The full costs of industrial agriculture call into question the notion of cheap food.
Social Costs
Industrial agriculture also has complex social ramifications in terms of where and how people live. One effect of decreasing the number of farmers is to deprive rural America of its population and base of economic activity. As farmers leave the farm, rural towns and cities lose ancillary services like cafes, equipment manufacturers, gasoline stations and car dealerships. Currently, the Great Plains states are facing rapidly declining populations as a result of changes in agriculture.
Another effect of industrial agriculture has been to create a new class of farmers highly dependent on large corporations. One of the best examples is poultry farming. No longer are most chickens grown by independent farmers who choose which kinds of chickens to grow and sell them wherever they can. Now chicken farmers contract with corporations who supply the eggs and specify the conditions under which they are grown. As corporations grow in size and market power, individual farmers are in ever weaker positions when it comes time to negotiate the price to be paid for growing chickens or to decide who will bear the cost of disposing of the mountains of chicken waste.
Overall, the share of the food profits going to farmers rather than to the agricultural input and food-processing and marketing sectors has been steadily declining. For many farmers with small and medium-sized farms it means that they will be unable to stay in business if they only produce food. To participate in the more profitable part of the food system, many farmers are expanding into processing and retailing food, either singly or in cooperatives.

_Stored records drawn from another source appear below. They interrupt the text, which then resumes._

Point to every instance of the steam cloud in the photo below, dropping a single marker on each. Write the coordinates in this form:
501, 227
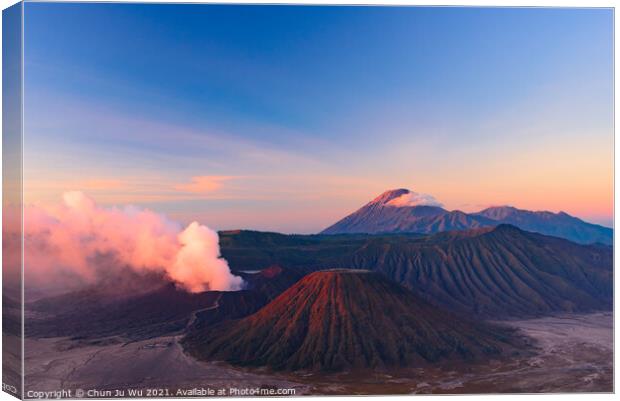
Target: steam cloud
77, 240
415, 199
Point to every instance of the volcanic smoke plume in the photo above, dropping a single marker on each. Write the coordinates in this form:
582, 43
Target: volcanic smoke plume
81, 242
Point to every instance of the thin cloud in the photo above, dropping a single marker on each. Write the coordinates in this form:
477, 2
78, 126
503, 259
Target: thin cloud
204, 184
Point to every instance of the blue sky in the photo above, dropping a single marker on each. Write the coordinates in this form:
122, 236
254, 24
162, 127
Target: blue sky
301, 114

The fact that food processors and fertilizer and pesticide suppliers are increasing their share of food profits, of course, has an economic upside for those who hold shares or jobs in chemical or retailing companies. But the loss of farmers means more than simply shifting jobs to other sectors. Farming has in the past been representative of the American ethos. Farmers and their families were seen as testaments to the virtues of independence, hard work, and community that Americans have considered vital to civic democracy. In addition, farmers have been the basis of rural economy and communities. Finally, millions of independent farmers meant a decentralized food supply beyond the control of narrow interests. The social and economic ramifications of the drastic decline in farm populations is just beginning to be felt.

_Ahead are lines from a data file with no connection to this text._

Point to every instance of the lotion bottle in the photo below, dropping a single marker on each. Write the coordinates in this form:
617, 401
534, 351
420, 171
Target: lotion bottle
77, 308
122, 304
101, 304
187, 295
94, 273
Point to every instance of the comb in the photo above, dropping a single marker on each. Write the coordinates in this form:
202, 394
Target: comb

Perhaps the reduction of the number of farmers has gone too far. There seems little advantage in further
reductions. The goals of the last century have been met. It might be time to set a reverse course and adopt policies that would stabilize the farming population at 1 or 2 percent of the total population.
Agriculture at a Crossroads
It is time to transform agriculture into a sustainable enterprise, one based on systems that can be employed for centuries--not decades--without undermining the resources on which agricultural productivity depends. The question is how to do it. The choices are to stick with the current system and adjust around the edges or to fundamentally rethink it. UCS is aiming for the long-range transformation of US agriculture to a system that is both productive and environmentally sound.
Sources
R. Drury and L. Tweeten, Trends in Farm Structure into the 21st Century, American Farm Bureau Federation, citing USDA data, 1997.
Environmental Protection Agency, Pesticides Industry Sales and Usage: 1992 and 1993 Market Estimates, 8-9, 1994.
A.V. Krebs, The Corporate Reapers, Appendix C, "The Nation's 100 Largest Farms," Essential Books, 1992.
P. Raeburn, The Last Harvest, Simon and Schuster, 37, 1995.
S. Smith, "Farming -- It's Declining in the US," Choices, 8-11, (1992).